Se tem um familiar idoso num lar, é fundamental que faça um acompanhamento de perto, porque além das questões de falta de higiene e alimentação, também podem existir casos de maus-tratos que atentam à dignidade humana, numa faixa etária cuja progressiva debilitação é evidente.


Todos nós, enquanto cidadãos, temos a obrigação denunciar casos onde há um atentado contra a dignidade da vida humana.

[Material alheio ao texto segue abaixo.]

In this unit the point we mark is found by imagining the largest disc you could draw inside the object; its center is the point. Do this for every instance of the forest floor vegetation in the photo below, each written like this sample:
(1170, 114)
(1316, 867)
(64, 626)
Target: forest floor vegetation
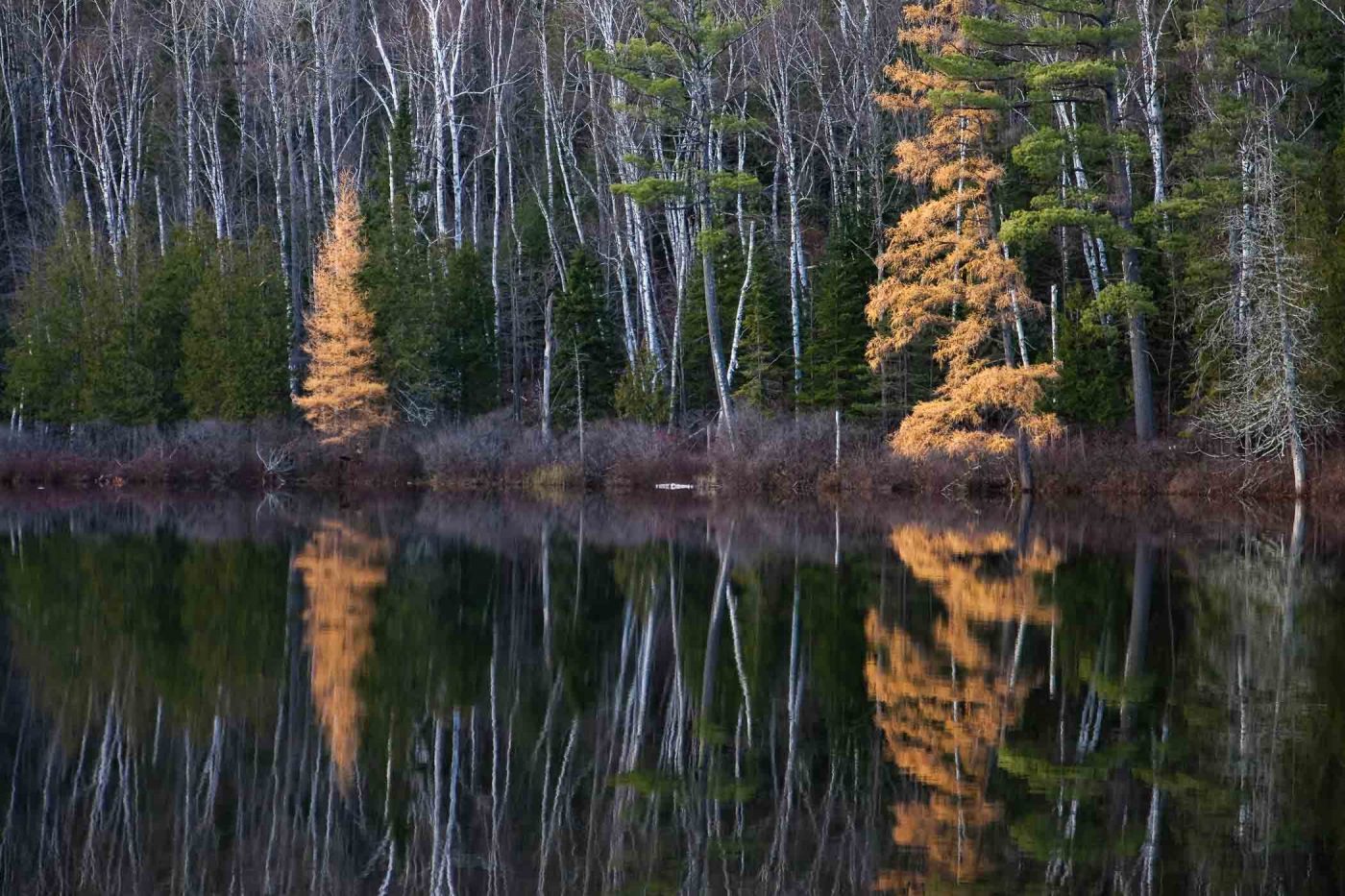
(775, 458)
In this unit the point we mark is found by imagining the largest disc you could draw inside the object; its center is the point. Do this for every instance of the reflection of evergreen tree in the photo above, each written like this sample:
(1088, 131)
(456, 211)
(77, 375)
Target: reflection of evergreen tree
(837, 372)
(188, 623)
(587, 345)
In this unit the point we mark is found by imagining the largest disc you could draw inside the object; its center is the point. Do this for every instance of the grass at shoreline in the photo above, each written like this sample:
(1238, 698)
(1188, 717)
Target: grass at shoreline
(772, 458)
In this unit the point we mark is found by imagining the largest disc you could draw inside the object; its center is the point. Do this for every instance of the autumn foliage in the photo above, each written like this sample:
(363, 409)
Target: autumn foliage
(943, 705)
(340, 569)
(944, 269)
(343, 399)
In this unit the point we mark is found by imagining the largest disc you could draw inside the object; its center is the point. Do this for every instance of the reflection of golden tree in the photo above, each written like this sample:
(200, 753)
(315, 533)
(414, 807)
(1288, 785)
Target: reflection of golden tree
(340, 570)
(943, 707)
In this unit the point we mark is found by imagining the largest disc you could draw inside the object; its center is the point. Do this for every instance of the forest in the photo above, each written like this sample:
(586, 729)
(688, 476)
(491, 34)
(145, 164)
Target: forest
(978, 228)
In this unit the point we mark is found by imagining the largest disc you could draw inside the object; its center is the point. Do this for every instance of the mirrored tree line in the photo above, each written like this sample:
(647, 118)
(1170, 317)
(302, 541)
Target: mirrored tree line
(345, 707)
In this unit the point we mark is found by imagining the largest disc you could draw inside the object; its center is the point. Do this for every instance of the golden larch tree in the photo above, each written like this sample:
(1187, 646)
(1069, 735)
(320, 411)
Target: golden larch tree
(944, 269)
(342, 568)
(343, 397)
(944, 705)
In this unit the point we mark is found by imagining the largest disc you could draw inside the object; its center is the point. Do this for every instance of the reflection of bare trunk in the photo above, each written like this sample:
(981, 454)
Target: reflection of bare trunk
(1137, 640)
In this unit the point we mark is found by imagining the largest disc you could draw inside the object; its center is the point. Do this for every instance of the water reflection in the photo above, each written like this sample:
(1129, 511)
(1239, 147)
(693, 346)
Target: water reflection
(340, 569)
(944, 698)
(474, 697)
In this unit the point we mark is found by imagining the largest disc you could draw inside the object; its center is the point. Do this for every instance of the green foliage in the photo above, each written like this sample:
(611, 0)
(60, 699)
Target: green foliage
(587, 345)
(764, 370)
(164, 294)
(80, 348)
(234, 346)
(1093, 369)
(473, 359)
(638, 395)
(837, 375)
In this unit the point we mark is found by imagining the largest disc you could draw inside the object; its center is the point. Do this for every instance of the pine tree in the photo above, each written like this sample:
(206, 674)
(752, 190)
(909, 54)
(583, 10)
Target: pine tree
(1068, 56)
(588, 354)
(343, 397)
(234, 345)
(760, 375)
(165, 289)
(945, 269)
(836, 369)
(473, 363)
(80, 350)
(403, 285)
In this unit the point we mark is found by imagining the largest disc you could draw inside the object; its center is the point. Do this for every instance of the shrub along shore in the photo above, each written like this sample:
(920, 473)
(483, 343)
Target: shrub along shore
(777, 458)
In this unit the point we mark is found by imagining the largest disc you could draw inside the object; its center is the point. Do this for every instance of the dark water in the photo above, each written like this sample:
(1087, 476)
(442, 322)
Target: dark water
(447, 697)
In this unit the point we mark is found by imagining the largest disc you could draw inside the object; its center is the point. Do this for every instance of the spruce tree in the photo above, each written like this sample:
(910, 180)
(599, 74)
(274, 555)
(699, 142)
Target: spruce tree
(672, 76)
(165, 291)
(1068, 57)
(46, 325)
(471, 358)
(403, 285)
(762, 373)
(836, 368)
(944, 269)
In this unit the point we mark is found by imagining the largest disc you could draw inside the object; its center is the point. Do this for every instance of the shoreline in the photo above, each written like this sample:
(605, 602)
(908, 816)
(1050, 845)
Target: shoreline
(775, 459)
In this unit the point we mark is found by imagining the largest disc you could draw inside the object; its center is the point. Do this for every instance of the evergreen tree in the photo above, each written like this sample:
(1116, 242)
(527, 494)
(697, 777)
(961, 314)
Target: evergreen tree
(762, 372)
(757, 372)
(836, 368)
(80, 349)
(165, 291)
(473, 363)
(343, 399)
(1069, 56)
(638, 396)
(401, 281)
(672, 77)
(588, 352)
(1092, 369)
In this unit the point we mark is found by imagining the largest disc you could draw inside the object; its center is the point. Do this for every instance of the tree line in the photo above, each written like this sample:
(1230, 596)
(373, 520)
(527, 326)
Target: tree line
(1096, 211)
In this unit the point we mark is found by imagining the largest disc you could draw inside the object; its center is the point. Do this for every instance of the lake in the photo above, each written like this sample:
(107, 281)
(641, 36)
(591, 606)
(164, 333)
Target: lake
(668, 694)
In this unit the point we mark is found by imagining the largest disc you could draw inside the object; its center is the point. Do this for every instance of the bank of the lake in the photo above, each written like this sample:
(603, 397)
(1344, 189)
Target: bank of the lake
(777, 458)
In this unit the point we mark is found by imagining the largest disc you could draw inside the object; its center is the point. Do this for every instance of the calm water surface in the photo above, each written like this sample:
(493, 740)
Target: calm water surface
(470, 697)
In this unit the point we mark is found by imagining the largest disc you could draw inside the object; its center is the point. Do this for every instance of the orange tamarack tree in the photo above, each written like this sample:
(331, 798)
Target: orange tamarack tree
(343, 397)
(340, 569)
(944, 269)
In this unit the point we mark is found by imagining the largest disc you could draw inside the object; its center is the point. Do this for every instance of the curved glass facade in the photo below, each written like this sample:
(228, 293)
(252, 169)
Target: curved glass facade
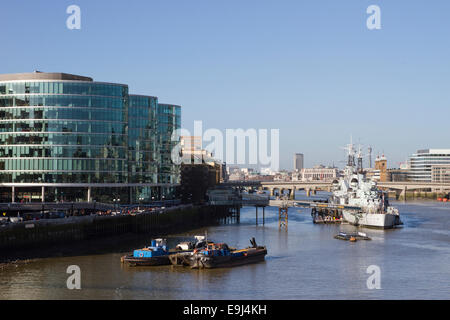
(62, 132)
(169, 119)
(75, 131)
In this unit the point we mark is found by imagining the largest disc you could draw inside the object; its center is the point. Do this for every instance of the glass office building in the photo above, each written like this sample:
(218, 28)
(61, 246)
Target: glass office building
(66, 137)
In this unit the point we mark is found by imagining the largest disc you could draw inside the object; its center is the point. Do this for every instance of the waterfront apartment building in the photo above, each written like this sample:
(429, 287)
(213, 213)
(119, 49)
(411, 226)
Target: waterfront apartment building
(440, 173)
(319, 173)
(65, 137)
(421, 164)
(298, 162)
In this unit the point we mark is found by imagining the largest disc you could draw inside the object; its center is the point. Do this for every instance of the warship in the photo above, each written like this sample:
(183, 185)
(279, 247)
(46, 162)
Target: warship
(353, 189)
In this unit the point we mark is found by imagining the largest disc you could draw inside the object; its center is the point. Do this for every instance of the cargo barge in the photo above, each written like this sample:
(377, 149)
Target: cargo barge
(155, 255)
(216, 255)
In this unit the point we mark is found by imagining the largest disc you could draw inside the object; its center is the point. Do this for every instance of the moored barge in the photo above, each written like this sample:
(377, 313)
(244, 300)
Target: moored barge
(155, 255)
(216, 255)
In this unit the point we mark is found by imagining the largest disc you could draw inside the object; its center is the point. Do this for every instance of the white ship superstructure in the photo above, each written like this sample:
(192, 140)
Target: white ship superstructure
(354, 190)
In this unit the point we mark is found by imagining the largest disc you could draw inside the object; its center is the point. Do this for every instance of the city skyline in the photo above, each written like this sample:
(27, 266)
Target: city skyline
(315, 71)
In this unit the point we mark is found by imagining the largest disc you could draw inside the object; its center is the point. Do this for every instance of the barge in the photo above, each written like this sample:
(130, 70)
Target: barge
(216, 255)
(155, 255)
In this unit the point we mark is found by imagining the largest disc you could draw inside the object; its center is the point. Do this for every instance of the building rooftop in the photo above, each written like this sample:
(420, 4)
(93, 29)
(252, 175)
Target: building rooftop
(38, 75)
(434, 151)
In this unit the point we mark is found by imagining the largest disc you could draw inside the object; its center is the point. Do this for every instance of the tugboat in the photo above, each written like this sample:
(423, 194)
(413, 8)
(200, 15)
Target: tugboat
(216, 255)
(353, 237)
(155, 255)
(355, 190)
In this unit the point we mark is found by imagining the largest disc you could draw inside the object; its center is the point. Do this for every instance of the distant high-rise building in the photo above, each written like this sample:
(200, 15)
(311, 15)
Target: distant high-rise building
(422, 163)
(381, 167)
(298, 161)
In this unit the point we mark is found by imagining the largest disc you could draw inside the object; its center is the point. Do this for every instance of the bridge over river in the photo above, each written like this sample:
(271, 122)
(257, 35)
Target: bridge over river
(290, 187)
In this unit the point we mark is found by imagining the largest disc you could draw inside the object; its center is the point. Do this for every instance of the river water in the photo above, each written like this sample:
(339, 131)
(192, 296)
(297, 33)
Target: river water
(304, 262)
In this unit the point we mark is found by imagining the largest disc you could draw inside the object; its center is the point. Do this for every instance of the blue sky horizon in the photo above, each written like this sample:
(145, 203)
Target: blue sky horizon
(311, 69)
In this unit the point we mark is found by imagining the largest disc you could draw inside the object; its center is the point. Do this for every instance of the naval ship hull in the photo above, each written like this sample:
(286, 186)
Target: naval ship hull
(371, 220)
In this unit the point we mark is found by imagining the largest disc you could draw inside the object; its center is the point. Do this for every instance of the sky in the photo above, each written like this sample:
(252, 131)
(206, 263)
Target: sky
(311, 69)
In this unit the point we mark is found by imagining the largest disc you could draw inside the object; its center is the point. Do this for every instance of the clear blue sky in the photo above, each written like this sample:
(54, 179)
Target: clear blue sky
(309, 68)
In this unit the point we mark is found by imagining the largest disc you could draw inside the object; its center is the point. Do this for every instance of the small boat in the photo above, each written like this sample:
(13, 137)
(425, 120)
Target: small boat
(352, 237)
(155, 255)
(216, 255)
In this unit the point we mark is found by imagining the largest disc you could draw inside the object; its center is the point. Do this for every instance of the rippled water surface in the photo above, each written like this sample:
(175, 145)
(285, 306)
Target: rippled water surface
(304, 262)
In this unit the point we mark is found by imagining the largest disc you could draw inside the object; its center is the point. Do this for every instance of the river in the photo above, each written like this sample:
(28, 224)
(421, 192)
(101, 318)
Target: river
(303, 262)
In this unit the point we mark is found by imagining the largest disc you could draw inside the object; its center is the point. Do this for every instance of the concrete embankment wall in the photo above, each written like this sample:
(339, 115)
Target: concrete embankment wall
(38, 234)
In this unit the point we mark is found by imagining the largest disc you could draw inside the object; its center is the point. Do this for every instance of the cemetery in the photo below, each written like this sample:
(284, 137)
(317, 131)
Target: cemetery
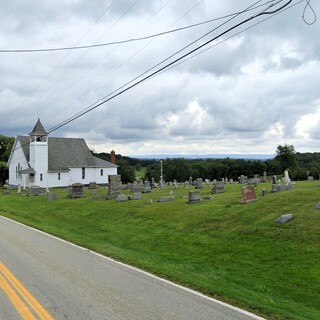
(240, 242)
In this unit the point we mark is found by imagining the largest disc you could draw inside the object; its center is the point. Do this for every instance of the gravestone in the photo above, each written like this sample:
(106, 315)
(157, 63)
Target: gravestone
(218, 187)
(166, 199)
(194, 197)
(114, 186)
(284, 218)
(76, 191)
(146, 187)
(35, 191)
(92, 185)
(52, 196)
(264, 179)
(248, 194)
(282, 187)
(198, 183)
(122, 197)
(137, 196)
(136, 187)
(286, 177)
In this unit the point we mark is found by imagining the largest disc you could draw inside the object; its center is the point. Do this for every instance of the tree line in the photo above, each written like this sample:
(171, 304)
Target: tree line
(300, 165)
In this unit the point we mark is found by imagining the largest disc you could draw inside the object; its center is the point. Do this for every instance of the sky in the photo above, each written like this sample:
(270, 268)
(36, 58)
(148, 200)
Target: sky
(214, 91)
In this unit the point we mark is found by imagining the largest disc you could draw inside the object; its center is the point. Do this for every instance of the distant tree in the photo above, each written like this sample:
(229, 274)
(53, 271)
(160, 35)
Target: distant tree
(6, 144)
(126, 171)
(4, 172)
(286, 155)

​No entanto, deontológica e eticamente, profissionais de saúde, como médicos, enfermeiros e técnicos de geriatria, têm uma obrigação acrescida no que se refere à denúncia das situações de risco com que se deparam no desenvolvimento da sua atividade. É dever destes profissionais não negar a assistência ao idoso se o local não tiver condições mínimas de higiene ou segurança.



Estar atento aos sinais


Existe uma perceção generalizada de que a Segurança Social não consegue resolver o problema dos lares ilegais porque, se todos estes equipamentos fossem encerrados por operarem fora dos limites da lei, então não existiriam soluções adequadas para realojar os idosos. Uma das alternativas poderia ser o modelo da comparticipação, mas isso faria aumentar a despesa pública, pelo que vão sempre existir lares ilegais e notícias sobre isso.


«A maioria dos idosos não vive, existe. E existir sem ser visto, é uma espécie de morte.» Josias Ayll​



​Já questionámos
as razões para que as famílias se sujeitam a colocar os seus idosos em risco ao colocá-los em lares ilegais e esta é uma situação que continua na agenda do dia. Muitos familiares optam por lares não legalizados porque é uma solução de último recurso para quem não consegue pagar sítios com boas referências e condições. Seja qual for a sua opção, esteja atento aos seguintes sinais de alerta para que o seu familiar idoso não esteja a ser negligenciado ou maltratado:


  • Pessoal qualificado que assegure a prestação dos serviços durante 24 horas por dia;

  • Pessoal suficiente que permita um acompanhamento de proximidade a idosos com elevado grau de dependência, como é o caso dos que estão acamados;


  • Dispor de espaços como lavandaria, salas de arrumos, sala para os medicamentos, cozinha, que sejam interditos aos idosos e familiares;


  • Ter casas de banho suficientes face ao número de quartos (pelos menos uma casa de banho para cada 4 idosos);


  • Existência do conceito de banho geriátrico e assegurar que as banheiras ou cabines, sanitas e lavatórios possuem apoios;


  • Inexistência de camas improvisadas ou de espaços improvisados que são utilizados como dormitório, refeitório ou sala de convívio;


  • Sinais evidentes de maus-tratos físicos e/ou psicológicos, que podem incluir o hábito de conter idosos mais agitados ou de os sedar de forma a que não causem distúrbios;


  • Inexistência de atividades lúdicas ou que fomentem a motricidade.